Multi-hop paths: What connects to the connections? Finds indirect relationships but risks explosion.

Shortest path: What's the most direct connection between A and B? Reveals relationship structure.

Path finding with constraints: Paths that pass through certain concepts or avoid others.

Subgraph extraction: All nodes within k hops of a starting point. Useful for context building.

Community detection: Groups of densely connected documents. Reveals topic clusters.

Traversal extends retrieval. Instead of "documents similar to query," you get "documents connected to the retrieved context." The graph structure multiplies what each query can surface.

Link Maintenance

Links require maintenance as knowledge evolves:

Stale links: Source document changes but link remains. Periodic revalidation needed.

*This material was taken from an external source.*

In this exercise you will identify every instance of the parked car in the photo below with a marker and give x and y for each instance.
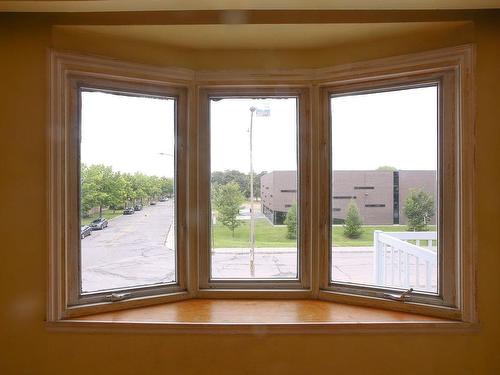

Missing links: New documents don't automatically link to existing content. Re-run discovery for new content.

Broken links: Referenced document deleted. Clean up dangling references.

Quality degradation: Embedding models update, changing similarity scores. Links based on old scores may need recalculation.

Link weight updates: As documents change, connection strength may change. Weight updates keep the graph accurate.

Treat links as derived data that needs refresh, not as permanent facts. The maintenance overhead is real but manageable with good tooling.

Practical Implementation

A practical link discovery pipeline:

Batch discovery: When ingesting new documents, compute similarities against existing documents. Create links above threshold.

Scheduled refresh: Periodically recompute similarities for the full graph. Catch drift and changes.

Quality sampling: Randomly sample links and validate. Track precision over time.

Storage design: Store links in a table with source, target, type, confidence, and timestamp. Index for fast traversal.

Graph export: For heavy graph operations, export to a graph processing framework. Import results back to PostgreSQL.

The goal is making links cheap to compute, store, and use. If links are expensive, they won't be maintained. If they aren't maintained, they lose value.